The Bloodhound is a 1925 American silent Western film, also classified as a Northern. It was directed by William James Craft and starred Bob Custer, David Dunbar, and Ralph McCullough.

==Plot==
As described in a film magazine reviews, Rambo, the father of Marie, is killed in a fight with a half-breed and with Belleau. The latter rides away. He is met by Fitzgerald, constable of the Northwest Mounted Police. When Fitzgerald hears of the killing, he sends out McKenna, sergeant of the force, whose face is familiar, it seems to Fitzgerald. The latter believes McKenna is the man who killed Rambo and pursues him after McKenna has started out to find Belleau. Marie hears of McKenna’s peril and starts in pursuit.
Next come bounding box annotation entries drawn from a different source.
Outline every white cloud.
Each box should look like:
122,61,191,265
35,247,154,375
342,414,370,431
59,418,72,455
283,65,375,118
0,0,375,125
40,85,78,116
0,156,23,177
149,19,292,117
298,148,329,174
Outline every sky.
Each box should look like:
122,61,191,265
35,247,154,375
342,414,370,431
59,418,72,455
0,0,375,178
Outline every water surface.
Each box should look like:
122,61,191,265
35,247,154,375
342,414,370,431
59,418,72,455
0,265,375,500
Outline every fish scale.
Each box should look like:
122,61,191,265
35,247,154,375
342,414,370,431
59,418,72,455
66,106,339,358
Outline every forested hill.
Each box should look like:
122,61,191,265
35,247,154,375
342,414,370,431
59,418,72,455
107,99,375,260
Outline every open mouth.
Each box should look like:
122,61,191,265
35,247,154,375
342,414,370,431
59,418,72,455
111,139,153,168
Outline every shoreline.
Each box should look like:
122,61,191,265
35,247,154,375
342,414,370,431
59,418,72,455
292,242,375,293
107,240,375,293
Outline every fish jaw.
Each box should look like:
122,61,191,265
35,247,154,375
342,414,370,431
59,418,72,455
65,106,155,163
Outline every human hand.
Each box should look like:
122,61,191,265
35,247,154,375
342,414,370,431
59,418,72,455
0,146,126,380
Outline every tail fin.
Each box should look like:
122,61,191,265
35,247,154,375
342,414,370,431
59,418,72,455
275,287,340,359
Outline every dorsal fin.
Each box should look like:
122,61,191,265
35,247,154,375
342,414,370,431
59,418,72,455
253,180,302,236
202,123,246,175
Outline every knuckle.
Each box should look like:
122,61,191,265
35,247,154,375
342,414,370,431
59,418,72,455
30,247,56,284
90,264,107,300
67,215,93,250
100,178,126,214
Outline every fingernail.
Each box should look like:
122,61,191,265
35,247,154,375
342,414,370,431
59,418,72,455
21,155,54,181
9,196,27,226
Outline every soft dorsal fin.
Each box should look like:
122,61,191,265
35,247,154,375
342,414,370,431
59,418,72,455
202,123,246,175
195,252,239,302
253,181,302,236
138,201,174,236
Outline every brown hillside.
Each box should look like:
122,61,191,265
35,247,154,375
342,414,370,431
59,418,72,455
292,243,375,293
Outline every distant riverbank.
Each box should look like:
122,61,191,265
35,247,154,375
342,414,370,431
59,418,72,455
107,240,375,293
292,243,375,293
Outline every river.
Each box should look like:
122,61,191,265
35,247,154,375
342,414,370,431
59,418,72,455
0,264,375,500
When McKenna reaches the Belleau home, he finds Belleau wounded. He recognizes him as his long lost brother. He takes the blame of the killing upon himself. Marie reaches them and, in her love for him, pleads that he might not confess the crime. The half-breed learns that the guilt has been put on Marie’s lover. He then confesses the crime himself.

==Cast==
- Bob Custer as Balleau / Sergeant Bill McKenna
- David Dunbar as Rambo
- Ralph McCullough as Constable Ray Fitzgerald
- Mary Beth Milford as Marie Rambo
- Emily Barrye as Betty Belleau

==Preservation==
With no holdings located in archives, The Bloodhound is considered a lost film.

==Bibliography==
- Connelly, Robert B. The Silents: Silent Feature Films, 1910-36, Volume 40, Issue 2. December Press, 1998.
- Munden, Kenneth White. The American Film Institute Catalog of Motion Pictures Produced in the United States, Part 1. University of California Press, 1997.